There are varying types of collision avoidance systems with beeps, automatic breaking and warning lights, all either warning the driver or taking over from the driver. Some of the most remarkable new systems are noted below. The list is by no means comprehensive, and as the months of 2012 roll on even more of these technologies will make the leap from the concept cars to the roll out models.
Adaptive cruise control – Working with car-in-front searching sensors, this system locks your speed to the speed of the car in front. Currently Volkswagen are using this technology which will work well on single lane roads.
Automatic emergency breaking – Again using front loaded sensors this system can either notify the driver or apply the breaks automatically depending on which manufacturers system you are using. This system can be seen in the Mercedes promotional video with Vic Gundorta.
Lateral collision avoidance – Using side sensors this time, lateral collision avoidance notifies the driver of encroachment in his or her blind spot. Currently BMW are pushing the technology which would reduce the chances of a side on collision.
Blind spot technology – This offering from Ford is similar to the BMW lateral collision avoidance system, however judging by the advertising it seems to limit itself to simply informing the driver rather than taking automatic evasive action.

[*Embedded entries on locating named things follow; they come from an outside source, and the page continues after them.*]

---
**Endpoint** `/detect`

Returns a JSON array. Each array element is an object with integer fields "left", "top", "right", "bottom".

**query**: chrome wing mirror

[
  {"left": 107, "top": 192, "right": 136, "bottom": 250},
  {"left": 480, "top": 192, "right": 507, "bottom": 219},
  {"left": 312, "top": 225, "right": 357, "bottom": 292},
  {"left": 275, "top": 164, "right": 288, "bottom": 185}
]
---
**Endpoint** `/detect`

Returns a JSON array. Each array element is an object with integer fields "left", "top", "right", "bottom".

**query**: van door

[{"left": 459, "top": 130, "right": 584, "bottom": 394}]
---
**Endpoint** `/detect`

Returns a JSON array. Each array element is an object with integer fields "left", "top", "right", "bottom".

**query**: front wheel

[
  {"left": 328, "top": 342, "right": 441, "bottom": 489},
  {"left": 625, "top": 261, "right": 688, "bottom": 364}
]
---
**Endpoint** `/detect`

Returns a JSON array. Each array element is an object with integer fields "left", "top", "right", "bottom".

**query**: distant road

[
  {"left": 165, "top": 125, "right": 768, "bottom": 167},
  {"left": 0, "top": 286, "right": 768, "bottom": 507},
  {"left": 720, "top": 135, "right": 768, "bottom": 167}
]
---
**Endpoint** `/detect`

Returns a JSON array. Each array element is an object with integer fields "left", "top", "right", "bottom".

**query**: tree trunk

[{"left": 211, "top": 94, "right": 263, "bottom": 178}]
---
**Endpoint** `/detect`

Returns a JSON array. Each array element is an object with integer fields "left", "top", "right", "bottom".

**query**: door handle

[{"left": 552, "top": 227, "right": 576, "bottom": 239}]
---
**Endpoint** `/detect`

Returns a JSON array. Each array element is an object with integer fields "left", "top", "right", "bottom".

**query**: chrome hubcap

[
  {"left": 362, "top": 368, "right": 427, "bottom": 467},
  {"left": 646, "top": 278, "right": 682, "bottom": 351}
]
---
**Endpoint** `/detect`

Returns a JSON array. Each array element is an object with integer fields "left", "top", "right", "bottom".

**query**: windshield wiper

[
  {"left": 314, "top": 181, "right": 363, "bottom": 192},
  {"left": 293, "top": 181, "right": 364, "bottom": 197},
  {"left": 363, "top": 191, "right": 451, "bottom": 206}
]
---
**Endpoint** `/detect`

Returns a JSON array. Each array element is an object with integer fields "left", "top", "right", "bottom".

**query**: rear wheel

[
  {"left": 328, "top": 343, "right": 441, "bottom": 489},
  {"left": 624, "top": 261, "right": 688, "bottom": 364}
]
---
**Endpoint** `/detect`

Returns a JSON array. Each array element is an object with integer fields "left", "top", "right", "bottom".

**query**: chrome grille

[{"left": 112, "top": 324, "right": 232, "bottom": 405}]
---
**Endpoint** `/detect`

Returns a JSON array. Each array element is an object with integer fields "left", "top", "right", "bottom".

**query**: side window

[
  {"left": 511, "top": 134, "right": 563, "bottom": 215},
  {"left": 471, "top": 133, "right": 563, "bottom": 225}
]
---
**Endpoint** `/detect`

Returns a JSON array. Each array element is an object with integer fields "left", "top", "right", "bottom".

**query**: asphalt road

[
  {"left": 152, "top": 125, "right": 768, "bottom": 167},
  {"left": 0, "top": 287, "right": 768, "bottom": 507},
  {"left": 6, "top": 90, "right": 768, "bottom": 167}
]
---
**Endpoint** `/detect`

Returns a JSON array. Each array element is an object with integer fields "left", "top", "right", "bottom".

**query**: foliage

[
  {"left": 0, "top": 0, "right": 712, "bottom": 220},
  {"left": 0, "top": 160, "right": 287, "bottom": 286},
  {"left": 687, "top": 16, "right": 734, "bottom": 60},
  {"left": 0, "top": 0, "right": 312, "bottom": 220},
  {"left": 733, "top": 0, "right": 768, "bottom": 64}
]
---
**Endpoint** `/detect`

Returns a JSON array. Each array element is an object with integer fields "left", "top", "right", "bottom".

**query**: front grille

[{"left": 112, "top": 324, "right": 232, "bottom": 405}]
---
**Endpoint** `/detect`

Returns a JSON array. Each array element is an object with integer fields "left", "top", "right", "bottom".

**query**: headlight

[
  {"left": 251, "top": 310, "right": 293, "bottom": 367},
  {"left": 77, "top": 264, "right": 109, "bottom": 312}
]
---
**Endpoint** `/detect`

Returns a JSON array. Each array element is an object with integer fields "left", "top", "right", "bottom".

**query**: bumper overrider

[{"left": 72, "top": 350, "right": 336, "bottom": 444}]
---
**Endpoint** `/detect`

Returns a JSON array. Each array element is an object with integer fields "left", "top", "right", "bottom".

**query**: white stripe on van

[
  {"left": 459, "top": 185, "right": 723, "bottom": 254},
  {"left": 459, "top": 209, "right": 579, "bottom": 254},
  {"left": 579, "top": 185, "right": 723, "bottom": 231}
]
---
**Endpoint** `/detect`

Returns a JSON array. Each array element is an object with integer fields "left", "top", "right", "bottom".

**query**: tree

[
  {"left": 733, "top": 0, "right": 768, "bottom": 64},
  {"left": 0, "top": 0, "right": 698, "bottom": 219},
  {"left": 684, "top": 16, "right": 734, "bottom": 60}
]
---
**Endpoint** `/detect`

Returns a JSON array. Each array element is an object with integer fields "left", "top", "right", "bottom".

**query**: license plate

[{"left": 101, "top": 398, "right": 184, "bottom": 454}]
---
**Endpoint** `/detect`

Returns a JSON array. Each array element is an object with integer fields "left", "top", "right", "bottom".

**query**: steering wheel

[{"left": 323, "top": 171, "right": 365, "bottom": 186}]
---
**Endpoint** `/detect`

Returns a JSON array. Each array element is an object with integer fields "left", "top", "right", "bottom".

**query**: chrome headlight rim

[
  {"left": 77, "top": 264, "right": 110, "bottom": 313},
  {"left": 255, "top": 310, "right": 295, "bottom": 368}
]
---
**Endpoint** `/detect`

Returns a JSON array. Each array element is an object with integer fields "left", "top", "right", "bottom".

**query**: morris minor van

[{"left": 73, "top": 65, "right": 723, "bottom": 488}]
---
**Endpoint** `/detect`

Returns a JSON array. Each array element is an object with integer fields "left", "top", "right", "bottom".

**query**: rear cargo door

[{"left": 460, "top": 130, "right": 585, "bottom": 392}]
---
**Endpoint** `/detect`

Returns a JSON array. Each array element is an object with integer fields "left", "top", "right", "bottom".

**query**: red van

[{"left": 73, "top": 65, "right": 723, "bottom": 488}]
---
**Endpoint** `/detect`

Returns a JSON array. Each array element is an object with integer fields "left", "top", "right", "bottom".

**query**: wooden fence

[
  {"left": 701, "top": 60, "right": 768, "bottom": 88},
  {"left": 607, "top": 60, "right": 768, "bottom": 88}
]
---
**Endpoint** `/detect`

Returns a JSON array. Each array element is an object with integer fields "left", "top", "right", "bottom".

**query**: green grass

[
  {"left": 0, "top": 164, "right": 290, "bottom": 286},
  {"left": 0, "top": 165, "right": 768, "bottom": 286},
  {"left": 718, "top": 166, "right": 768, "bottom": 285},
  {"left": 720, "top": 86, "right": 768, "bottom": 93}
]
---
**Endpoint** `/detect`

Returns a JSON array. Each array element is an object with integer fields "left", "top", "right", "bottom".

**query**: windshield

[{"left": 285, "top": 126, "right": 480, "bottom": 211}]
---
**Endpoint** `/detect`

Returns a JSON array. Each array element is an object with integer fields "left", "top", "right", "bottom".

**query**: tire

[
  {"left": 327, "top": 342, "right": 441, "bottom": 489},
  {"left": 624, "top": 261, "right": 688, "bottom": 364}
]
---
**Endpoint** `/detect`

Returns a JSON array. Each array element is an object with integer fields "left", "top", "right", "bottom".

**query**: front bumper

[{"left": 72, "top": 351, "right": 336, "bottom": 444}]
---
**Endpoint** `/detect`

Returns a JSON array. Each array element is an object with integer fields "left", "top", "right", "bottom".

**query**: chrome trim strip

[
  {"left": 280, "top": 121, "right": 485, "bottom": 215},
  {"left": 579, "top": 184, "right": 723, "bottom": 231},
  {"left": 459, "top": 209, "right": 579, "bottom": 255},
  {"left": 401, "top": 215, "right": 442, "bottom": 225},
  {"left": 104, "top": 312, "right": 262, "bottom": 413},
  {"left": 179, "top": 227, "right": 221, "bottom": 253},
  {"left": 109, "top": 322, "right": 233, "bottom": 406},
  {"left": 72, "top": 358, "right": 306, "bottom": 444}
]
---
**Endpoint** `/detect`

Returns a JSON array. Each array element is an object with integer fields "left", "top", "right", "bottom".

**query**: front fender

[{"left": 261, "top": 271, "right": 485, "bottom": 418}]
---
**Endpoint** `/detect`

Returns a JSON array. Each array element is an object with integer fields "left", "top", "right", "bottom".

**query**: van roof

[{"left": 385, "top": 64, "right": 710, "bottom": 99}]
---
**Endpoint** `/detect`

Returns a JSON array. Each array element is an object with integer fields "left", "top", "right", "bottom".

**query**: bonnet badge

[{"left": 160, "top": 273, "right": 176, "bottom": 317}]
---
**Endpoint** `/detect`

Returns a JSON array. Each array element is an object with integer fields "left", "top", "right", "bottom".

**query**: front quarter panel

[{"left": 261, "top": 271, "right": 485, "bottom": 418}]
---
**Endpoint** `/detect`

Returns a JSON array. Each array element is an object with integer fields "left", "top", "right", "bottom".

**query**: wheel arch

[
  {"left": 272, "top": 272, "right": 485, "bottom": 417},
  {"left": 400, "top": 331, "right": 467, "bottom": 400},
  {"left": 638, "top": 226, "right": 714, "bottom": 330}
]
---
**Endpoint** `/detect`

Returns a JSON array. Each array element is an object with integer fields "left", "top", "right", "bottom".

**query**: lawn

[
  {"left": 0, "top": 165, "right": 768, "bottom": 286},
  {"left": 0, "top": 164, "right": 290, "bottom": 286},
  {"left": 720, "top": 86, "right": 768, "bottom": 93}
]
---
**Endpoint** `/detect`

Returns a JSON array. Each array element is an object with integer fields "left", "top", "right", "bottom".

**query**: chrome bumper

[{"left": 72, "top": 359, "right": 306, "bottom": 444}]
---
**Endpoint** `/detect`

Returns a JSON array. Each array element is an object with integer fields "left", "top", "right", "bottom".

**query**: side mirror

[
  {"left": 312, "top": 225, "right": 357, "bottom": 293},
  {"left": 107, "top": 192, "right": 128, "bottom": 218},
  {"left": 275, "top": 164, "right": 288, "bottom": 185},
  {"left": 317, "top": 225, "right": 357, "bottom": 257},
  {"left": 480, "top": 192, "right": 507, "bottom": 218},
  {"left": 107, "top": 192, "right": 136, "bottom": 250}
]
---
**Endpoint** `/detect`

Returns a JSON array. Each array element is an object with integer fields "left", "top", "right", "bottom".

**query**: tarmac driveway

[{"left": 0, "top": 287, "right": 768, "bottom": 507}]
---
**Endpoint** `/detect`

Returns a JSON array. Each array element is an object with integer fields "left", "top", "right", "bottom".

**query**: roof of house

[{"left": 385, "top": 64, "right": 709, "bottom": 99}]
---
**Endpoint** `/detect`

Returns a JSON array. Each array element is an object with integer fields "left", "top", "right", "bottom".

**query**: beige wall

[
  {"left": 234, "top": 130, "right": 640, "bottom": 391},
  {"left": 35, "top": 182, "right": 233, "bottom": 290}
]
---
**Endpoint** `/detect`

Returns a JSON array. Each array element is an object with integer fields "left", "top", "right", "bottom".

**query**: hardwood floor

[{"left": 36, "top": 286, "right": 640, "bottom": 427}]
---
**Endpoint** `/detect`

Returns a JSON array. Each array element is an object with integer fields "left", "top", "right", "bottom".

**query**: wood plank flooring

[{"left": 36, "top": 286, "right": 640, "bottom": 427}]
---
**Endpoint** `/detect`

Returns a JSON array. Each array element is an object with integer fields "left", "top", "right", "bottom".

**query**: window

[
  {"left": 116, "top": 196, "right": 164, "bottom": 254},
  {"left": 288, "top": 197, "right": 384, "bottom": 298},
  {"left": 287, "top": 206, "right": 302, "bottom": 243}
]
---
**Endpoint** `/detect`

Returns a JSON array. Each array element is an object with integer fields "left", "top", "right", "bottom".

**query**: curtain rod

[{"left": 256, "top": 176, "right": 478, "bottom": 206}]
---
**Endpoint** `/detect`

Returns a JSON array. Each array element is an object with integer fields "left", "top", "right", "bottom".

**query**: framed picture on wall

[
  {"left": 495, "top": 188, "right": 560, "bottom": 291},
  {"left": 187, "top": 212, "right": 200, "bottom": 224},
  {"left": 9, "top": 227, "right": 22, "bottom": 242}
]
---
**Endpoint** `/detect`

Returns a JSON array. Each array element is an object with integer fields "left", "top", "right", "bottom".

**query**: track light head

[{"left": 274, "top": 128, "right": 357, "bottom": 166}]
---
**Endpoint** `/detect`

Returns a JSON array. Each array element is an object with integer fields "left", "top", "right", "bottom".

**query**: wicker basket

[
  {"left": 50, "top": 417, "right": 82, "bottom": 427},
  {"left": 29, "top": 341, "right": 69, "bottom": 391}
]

Simply put, collision avoidance technology has the power to reduce accidents and as a consequence it could reduce the number of injured drivers, damaged vehicles and lost working days. With this in mind fleet managers should pay as much attention as possible to the claims made at the purchasing stage. At the same time, researching the functionality and usefulness of specific features will also be needed to ensure that the new features really do offer benefits. Overall fleet managers will be best advised to consider these new features with a close eye on the alternatives available, the training required and the cost benefit analysis.